第1相後に、遺伝子操作を受けた酵母は、供給組成物を提供するモードが第1相とは異なる「発酵相」などの第2相に入ることができる。第2相では、遺伝子操作を受けた酵母の増殖は、少なくともゆっくりとなり、炭水化物を積極的に同化してステビオール配糖体(複数可)を生成している。本明細書で使用される場合、「発酵」は、完全に好気性、部分的に好気性、または嫌気性条件下で発生し得るステビオール配糖体(複数可)の重要な生成の相を記述するために使用される。部分的好気性条件下では、発酵及び呼吸経路の両方が活性であることができ、一部の細胞増殖が生じてもよい。部分的好気性条件下では、消費される酸素の量は、播種/増殖期中よりも少ない可能性がある。
第2相では、グルコースを有する供給組成物は、第1相とは異なるモードで培地に添加され得る。実際のいくつかのモードでは、第1及び第2相は、同じ容器内で行われ、第1相中に、グルコースを含む供給溶液が、可変速度で容器内の培地に添加され、その後、第2の相では、供給溶液が、同じ容器内の培地に添加されるが、一定速度で添加される。
実際のいくつかのモードでは、第2相において、供給組成物は、一定の供給速度で培地に添加される。例えば、供給の一定速度は、10gのグルコース/1Lの培地/時以下であり、好ましくは、2gのグルコース/1Lの培地/時〜10gのグルコース/1Lの培地/時の範囲の供給の一定速度である。
例えば、発酵及びステビオール配糖体の生成を含む第2相では、酵母は、ある範囲内にある1つ以上の増殖速度(複数可)を得るための条件下の培地中で増殖させ得る。例えば、第2相においては、増殖速度(複数可)は、約0.09 l/時以下、例えば、約0.015 l/時〜約0.09 l/時、または約0.015 l/時〜約0.06 l/時の範囲とすることができる。いくつかの実施形態では、工程(b)における増殖速度(希釈速度)は、工程(a)における最大増殖速度(希釈速度)の50〜90%の範囲である。いくつかの実施形態では、工程(b)における増殖速度(希釈速度)は、工程(a)における最大増殖速度(希釈速度)の50〜100%の範囲である。

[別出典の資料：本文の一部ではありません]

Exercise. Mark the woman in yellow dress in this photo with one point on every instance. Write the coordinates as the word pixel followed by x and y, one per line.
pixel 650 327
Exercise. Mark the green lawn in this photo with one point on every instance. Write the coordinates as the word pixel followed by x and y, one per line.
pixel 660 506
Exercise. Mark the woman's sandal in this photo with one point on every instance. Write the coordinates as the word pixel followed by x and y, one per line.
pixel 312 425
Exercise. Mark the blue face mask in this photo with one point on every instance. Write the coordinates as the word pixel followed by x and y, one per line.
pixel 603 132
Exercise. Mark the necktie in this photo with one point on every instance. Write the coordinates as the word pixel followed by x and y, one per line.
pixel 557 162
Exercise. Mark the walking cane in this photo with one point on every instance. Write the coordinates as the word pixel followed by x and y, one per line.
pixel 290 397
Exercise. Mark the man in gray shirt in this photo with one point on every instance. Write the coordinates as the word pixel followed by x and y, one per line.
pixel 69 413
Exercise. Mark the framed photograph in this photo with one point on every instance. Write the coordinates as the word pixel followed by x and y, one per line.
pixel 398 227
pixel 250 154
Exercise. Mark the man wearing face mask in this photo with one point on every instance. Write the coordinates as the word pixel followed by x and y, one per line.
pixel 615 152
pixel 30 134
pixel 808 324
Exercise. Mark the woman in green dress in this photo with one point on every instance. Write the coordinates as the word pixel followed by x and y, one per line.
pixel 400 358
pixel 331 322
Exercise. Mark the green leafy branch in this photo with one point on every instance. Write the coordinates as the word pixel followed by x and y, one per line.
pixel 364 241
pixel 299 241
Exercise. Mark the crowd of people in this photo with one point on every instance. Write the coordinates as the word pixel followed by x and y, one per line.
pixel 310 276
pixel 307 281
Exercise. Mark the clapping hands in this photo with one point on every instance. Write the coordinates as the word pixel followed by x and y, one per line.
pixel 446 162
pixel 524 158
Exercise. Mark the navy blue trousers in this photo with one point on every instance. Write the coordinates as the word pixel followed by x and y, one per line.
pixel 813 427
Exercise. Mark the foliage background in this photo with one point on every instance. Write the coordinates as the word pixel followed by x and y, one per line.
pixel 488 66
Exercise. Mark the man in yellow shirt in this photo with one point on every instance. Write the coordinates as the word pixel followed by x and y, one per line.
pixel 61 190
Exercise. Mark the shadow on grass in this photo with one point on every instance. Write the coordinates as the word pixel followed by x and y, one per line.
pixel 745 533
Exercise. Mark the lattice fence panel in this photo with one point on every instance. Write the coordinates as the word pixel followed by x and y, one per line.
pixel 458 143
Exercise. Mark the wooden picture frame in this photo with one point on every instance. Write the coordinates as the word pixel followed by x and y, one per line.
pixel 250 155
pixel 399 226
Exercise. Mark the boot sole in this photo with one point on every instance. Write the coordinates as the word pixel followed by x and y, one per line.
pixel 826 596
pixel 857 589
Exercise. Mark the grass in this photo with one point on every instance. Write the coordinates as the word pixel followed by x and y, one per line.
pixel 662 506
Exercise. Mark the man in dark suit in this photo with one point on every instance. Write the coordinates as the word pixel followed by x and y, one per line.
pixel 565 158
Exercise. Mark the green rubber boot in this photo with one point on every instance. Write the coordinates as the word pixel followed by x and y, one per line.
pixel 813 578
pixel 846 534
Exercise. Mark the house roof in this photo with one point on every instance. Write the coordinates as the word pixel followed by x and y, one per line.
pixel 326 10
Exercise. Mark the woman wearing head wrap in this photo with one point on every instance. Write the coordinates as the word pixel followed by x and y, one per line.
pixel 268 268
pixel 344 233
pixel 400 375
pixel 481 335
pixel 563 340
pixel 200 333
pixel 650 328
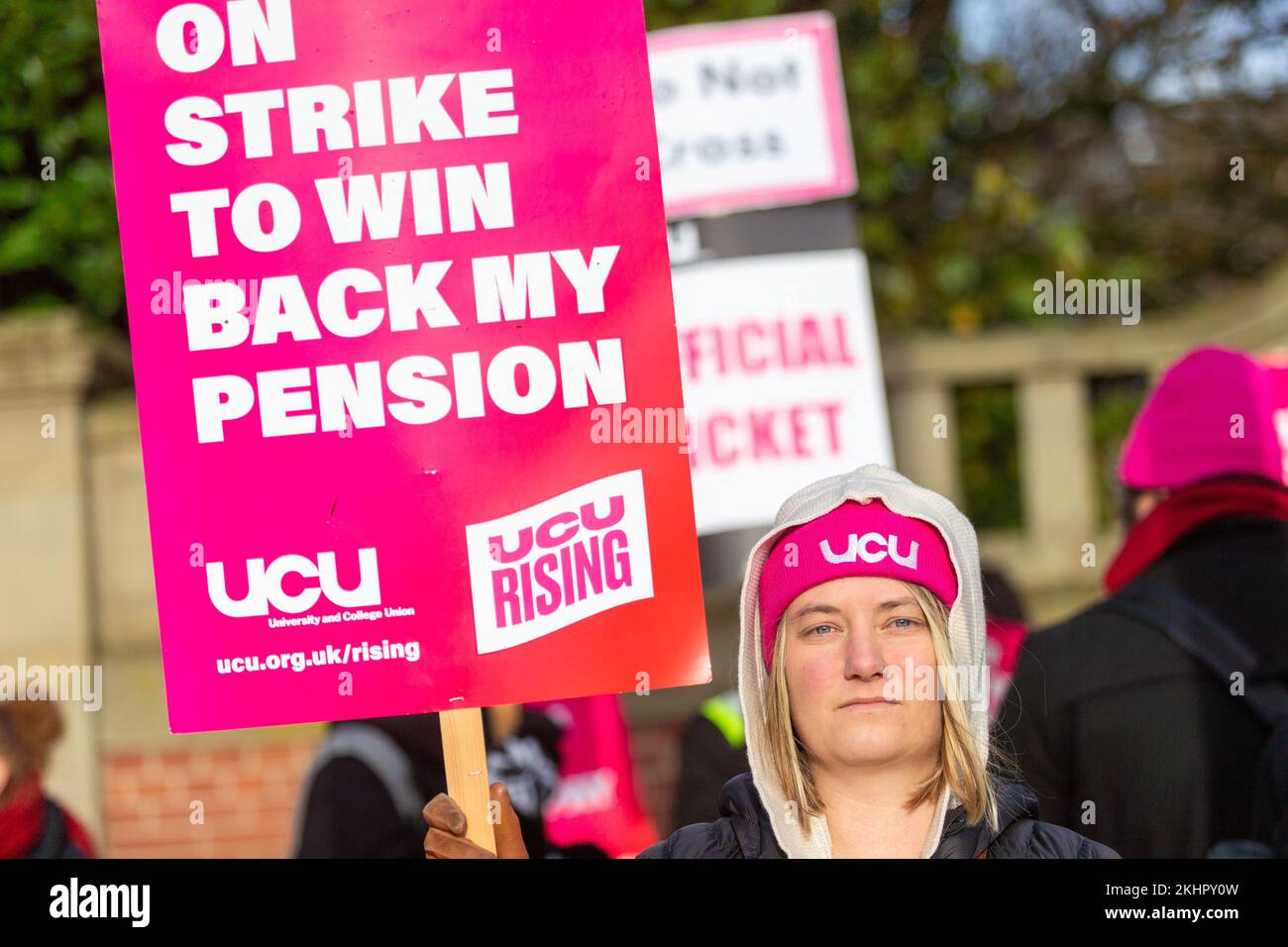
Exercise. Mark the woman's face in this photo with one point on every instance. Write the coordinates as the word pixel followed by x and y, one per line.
pixel 849 646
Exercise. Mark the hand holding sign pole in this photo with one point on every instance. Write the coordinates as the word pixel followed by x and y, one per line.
pixel 410 285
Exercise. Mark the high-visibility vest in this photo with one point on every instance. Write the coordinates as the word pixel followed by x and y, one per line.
pixel 725 711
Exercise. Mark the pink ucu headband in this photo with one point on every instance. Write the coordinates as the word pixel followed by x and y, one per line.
pixel 854 539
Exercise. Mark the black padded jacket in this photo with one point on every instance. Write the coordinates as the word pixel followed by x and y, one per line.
pixel 743 831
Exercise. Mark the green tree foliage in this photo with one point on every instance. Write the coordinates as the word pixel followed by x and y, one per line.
pixel 58 237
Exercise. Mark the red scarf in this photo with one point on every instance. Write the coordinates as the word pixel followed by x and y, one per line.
pixel 21 819
pixel 1185 510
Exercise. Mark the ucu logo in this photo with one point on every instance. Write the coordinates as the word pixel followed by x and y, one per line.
pixel 265 585
pixel 862 548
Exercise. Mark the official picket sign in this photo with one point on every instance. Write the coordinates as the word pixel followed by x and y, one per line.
pixel 782 377
pixel 416 244
pixel 751 115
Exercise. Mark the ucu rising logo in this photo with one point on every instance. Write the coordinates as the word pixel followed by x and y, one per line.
pixel 265 585
pixel 871 547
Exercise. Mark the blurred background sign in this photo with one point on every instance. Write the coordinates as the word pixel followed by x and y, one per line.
pixel 778 347
pixel 751 114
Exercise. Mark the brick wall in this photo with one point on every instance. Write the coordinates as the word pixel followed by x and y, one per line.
pixel 248 801
pixel 249 795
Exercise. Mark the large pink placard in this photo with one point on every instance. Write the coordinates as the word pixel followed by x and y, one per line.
pixel 387 265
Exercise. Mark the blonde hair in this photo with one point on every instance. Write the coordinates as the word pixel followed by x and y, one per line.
pixel 27 732
pixel 958 767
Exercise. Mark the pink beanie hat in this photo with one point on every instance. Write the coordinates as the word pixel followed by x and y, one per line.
pixel 854 539
pixel 1186 431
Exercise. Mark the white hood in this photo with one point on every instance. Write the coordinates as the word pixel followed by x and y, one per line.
pixel 965 628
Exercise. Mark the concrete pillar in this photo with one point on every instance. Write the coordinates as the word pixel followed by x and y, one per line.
pixel 1056 468
pixel 923 419
pixel 47 618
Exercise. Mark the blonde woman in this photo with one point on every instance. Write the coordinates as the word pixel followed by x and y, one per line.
pixel 864 693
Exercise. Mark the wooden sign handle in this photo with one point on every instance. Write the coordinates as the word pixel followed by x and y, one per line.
pixel 465 758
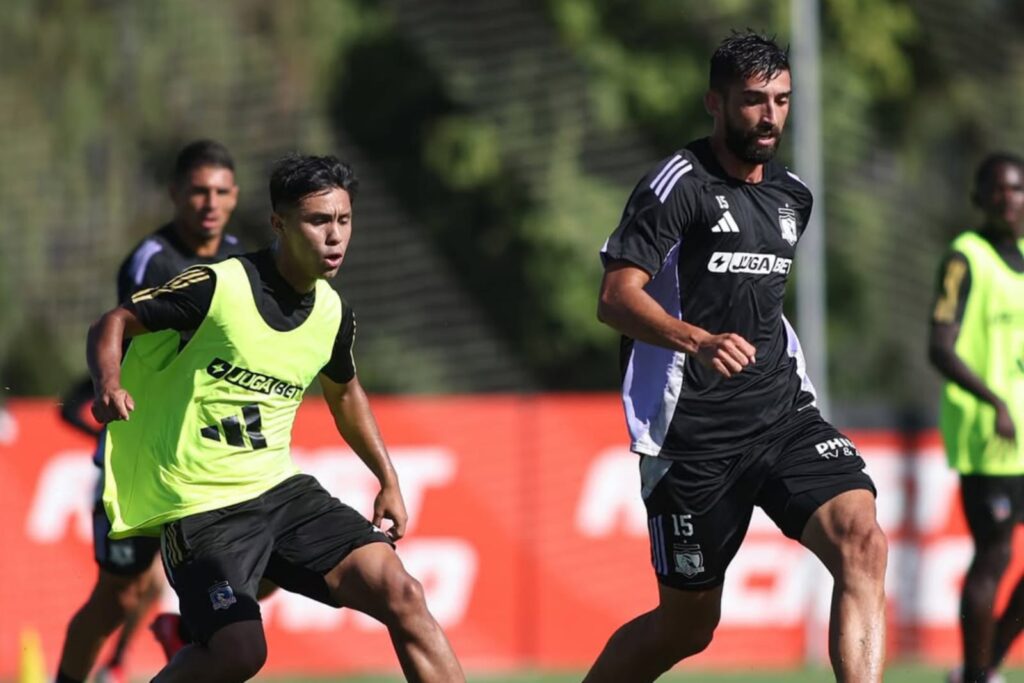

実際のいくつかのモードでは、一定速度を用いる第2相は、ステビオール配糖体の所望の生成を提供するために、一定期間にわたって行うことができる。例えば、第2相は、工程(a)の開始から約30時間またはそれよりも遅い時間で開始することができ、その後、工程(a)の開始から最長130時間まで実施することができる。第2相は、ステビオール配糖体の大部分が生成される発酵相の全てまたは一部を包含し得る。好ましくは、ステビオール配糖体(複数可)の大部分(すなわち50%超)は、第2相中に遺伝子操作を受けた酵母によって生成される。二相式供給を含む本開示の方法は、発酵に関して利益を提供し、対照プロセス(例えば、単一相発酵)と比べて、発酵時間の約25%の短縮、またはさらには最大40%の短縮を可能にする。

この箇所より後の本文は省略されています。